レースの主役はもう一頭の復帰組、前年、重賞6連勝でエリザベス女王杯を制し、マチタンが取り消した有馬でナリタブライアンに食い下がったヒシアマゾン。春に米国遠征を行ったものの、現地で脚部不安を発症して回避したため、これが有馬以来のレースとなりました。ファンが多い馬だったので、中京競馬場には大観衆。〝女傑〟がどんな再スタートを切るかに大いに注目されたのですが。そんな中、マチタンのファンは何を願っていたかというと…
「まずは無事に…」
「今度こそレースに…」
はい、面白キャラになりつつあるのは分かってはいたものの、やっぱり、走ってほしかったです。ただ、正直、パドックで「マイナス14キロ」という数字を見たときは不安になりました。
「鼻血ブーの後遺症があるんじゃないか」
「そろそろいい年だし、衰えがきてるんじゃないか」
「ちゃんと走れるのだろうか」
だから、返し馬を終え、無事にゲートに入ったのを見て、本当に、心の底からホッとしたのを覚えています。安堵しながら、行きっぷりよく6番手の内を進むタンホイザを見ていました。既に、
鳴かぬなら
鳴くまで待とう
タンホイザ
ではなくなっていました。
鳴かずとも
僕らは待とう
タンホンザ
そう、まずは無事で。あれだけいろいろあったのですから、あとはゆっくりいこうよ、と。一緒に伴走していこう、と。そう思ってレースを見ていると、引っかかったアマゾンが逃げることになってしまい、場内では不安も混じった歓声が沸き起こっていました。タンホイザは向こう正面で5番手。4コーナーで外に出そうとしています。
鼻血も出ません。
ジンマシンも出ません。
しっかりレースに出ています。
「良かった」
「良かった」
「頑張れよー」
のんきに見ていた私たち。のんきだったからこそ驚きました。余計にビックリしました。直線半ば、不本意な逃げでスタミナ切れしたアマゾンの外から、タンホイザがグングン伸びてきたのです。
「え?」
「え?」
「え?」
声が出なかったのは私だけではなかったはず。
誰もが呆気に取られていました。
呆気に取られているうちに、
えい
えい
むん!
鳴かぬなら
鳴くまで待とう
タンホイザ
そうです。
待っていました。
マチカネていました。
でも…
「今日なの?」
「今日なのーーー?」
はい、応援はしていましたが、まさか勝ち切るなんて思っていなかったのです。
「これだから…」
「君ってやつは…」
レースに出たのに、好走したのに、ファンはなぜか苦笑い。
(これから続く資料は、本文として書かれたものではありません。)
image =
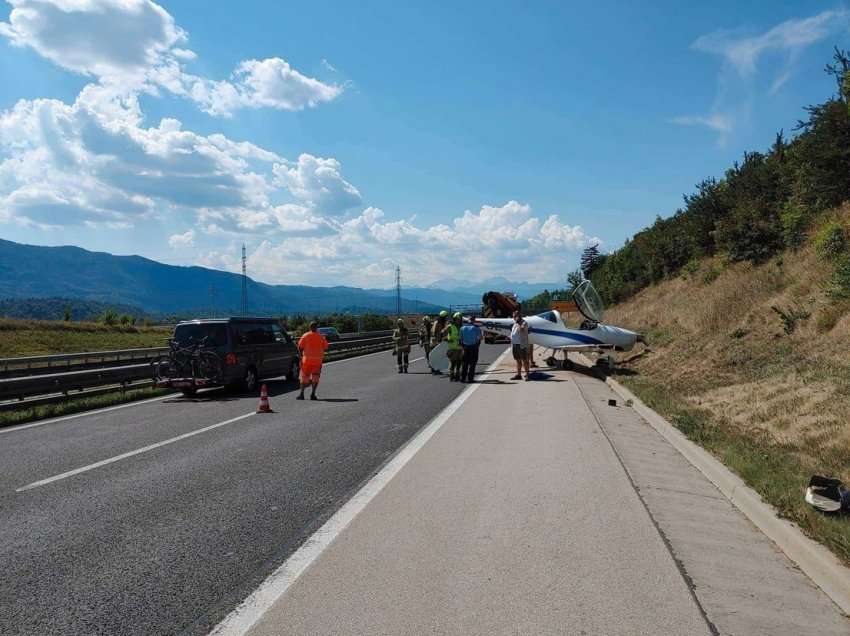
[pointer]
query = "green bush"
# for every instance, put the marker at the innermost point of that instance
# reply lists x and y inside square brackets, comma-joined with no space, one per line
[839,284]
[710,275]
[831,241]
[690,268]
[795,222]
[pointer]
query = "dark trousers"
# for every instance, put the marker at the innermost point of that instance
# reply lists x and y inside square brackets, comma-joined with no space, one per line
[403,357]
[470,360]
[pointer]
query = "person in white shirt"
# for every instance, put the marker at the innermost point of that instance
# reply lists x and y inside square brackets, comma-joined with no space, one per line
[519,345]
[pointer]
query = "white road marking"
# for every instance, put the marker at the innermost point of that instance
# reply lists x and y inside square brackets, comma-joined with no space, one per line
[54,420]
[138,451]
[246,615]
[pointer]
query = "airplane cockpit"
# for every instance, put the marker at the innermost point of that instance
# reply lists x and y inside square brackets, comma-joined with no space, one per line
[589,304]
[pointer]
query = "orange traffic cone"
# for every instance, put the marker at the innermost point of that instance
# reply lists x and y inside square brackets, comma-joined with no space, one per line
[264,401]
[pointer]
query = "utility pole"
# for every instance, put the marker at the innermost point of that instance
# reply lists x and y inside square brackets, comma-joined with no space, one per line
[244,282]
[398,291]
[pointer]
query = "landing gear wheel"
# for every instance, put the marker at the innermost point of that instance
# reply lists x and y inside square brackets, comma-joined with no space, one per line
[249,382]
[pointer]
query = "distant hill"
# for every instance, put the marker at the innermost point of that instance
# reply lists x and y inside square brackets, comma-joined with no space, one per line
[498,283]
[29,271]
[54,308]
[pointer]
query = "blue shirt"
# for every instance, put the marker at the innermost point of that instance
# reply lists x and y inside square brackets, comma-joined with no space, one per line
[470,335]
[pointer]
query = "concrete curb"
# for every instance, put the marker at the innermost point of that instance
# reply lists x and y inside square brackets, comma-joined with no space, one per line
[818,563]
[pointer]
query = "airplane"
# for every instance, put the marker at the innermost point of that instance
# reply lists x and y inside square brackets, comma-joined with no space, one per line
[548,330]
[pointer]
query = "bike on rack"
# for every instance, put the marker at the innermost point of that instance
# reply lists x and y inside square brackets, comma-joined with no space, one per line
[187,368]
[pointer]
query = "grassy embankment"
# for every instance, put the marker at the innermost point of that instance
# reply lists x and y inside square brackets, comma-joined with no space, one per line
[36,337]
[772,403]
[45,337]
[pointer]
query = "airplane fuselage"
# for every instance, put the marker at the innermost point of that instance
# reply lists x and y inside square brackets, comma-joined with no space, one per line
[549,331]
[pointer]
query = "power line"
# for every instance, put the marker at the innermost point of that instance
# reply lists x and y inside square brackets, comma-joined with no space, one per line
[244,282]
[398,291]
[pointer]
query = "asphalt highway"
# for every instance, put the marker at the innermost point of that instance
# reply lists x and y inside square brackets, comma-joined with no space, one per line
[161,517]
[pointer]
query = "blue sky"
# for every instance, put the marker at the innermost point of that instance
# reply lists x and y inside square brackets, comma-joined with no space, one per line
[340,139]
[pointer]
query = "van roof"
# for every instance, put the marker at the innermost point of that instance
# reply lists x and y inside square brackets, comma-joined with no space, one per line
[229,319]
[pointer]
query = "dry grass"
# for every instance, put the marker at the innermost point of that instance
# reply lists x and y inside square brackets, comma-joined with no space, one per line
[722,356]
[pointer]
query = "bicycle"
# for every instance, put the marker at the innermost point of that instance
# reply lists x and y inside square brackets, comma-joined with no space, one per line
[187,368]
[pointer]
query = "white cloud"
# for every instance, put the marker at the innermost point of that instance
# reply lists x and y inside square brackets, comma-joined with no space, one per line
[364,250]
[319,183]
[177,241]
[132,44]
[272,82]
[94,161]
[104,38]
[718,122]
[742,53]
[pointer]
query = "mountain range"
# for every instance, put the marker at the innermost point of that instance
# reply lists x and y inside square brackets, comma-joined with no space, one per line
[30,271]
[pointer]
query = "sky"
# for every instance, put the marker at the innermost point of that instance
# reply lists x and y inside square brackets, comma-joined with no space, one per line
[459,141]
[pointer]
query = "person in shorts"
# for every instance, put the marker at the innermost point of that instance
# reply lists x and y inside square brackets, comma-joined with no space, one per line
[312,346]
[519,345]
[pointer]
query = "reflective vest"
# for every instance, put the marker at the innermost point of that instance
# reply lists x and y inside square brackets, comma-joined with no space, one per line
[453,336]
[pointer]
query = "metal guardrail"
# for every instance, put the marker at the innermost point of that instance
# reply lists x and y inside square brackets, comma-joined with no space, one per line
[35,365]
[51,379]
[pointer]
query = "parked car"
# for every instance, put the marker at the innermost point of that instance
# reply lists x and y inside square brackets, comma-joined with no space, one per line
[227,352]
[330,333]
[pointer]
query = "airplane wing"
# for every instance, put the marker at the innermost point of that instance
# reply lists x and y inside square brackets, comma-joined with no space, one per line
[583,347]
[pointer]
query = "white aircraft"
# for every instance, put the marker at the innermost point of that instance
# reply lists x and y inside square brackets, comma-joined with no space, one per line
[548,330]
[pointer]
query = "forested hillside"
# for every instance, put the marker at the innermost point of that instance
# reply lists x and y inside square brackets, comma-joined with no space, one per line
[766,203]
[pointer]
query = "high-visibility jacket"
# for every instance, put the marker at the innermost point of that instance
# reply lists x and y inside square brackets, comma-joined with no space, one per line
[401,341]
[425,334]
[437,333]
[452,335]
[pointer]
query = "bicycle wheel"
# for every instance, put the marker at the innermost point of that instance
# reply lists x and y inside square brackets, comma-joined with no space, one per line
[161,367]
[209,365]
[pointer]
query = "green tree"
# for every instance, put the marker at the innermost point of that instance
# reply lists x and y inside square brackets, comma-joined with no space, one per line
[590,259]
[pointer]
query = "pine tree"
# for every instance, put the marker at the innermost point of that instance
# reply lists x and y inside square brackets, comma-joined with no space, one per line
[590,259]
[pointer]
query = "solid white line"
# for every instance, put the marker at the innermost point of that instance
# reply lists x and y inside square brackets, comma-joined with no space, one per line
[246,615]
[138,451]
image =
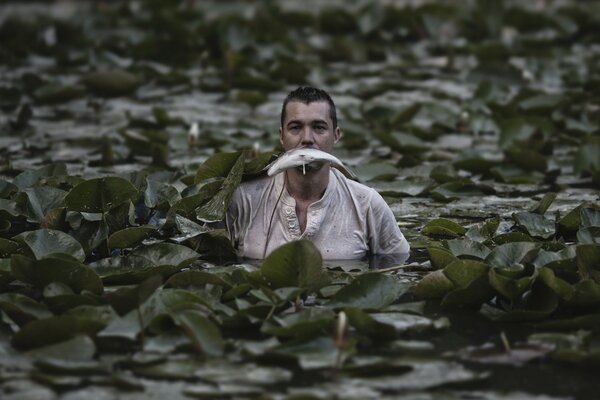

で、思い出しました。
「やっぱり…」
「いつの間にか…」
「面白すぎるじゃないか!」
いやいや、かける言葉が違うよな…そう思った私の周りから、いくつも声が聞こえてきました。先に言われてしまいました。
「おめでとう!」
翌日の紙面を読み、私は面白がったことを反省しました。伊藤師はこう話していたのです。
鼻血ブーとか言ってごめんなさい。
笑いごとじゃなかったのに
笑ってしまってごめんさい。
でも、この後のマチタンもやっぱり微笑ましかったです。「この休みで精神的に落ち着いたのか、稽古で走らなかった馬が坂路で好タイムをバンバン出すようになった」という伊藤師の言葉や、「予想以上にいい内容の競馬ができた。器用さも出てきて、これからが楽しみ」という柴田ジョッキーの言葉で、懲りないファンはまたまたまたワクワク。
「まさか…」
「まだ成長中なのか…」
「未完の大器は…」
「これから完成するのか!」
しかも、天皇賞・秋の前、伊藤師が言うんです。
やめてやめてやめて!と心で叫びつつ、買いましたよ、ニヤニヤしながら。そして、燃えましたよ、あの直線で。みんなが外を回る中、内をスルスル上がってきたタンホイザ。直線を向いたとき、その前がぽっかり開いた瞬間の興奮を私は忘れません。
目の前にビクトリーロード
突っ込んだ未完の大器
鳴かぬなら
鳴くまで待とう
そう思っていたのに
待ち切れなかった
君が鳴くより先に私が叫んでしまいました。
「行っけ―――!!」
鼻血が出ても
ジンマシンが出ても
えい
えい
むん!
いつも一生懸命走り続けた名馬はこの年でターフを去りました。
重賞は4勝
GⅠに挑むこと14回
でも、1度も勝てず…
戦績を見ればやっぱり未完かもしれません。
でも、25年以上経った今、驚くべきことが起きました。
ゲーム内でも「普通」
キャラ設定はどう見ても脇役
なのに人気は主役級――
やっぱりファンの目に狂いはなかった。
未完の大器
令和に完成――
待った甲斐がありました(苦笑)。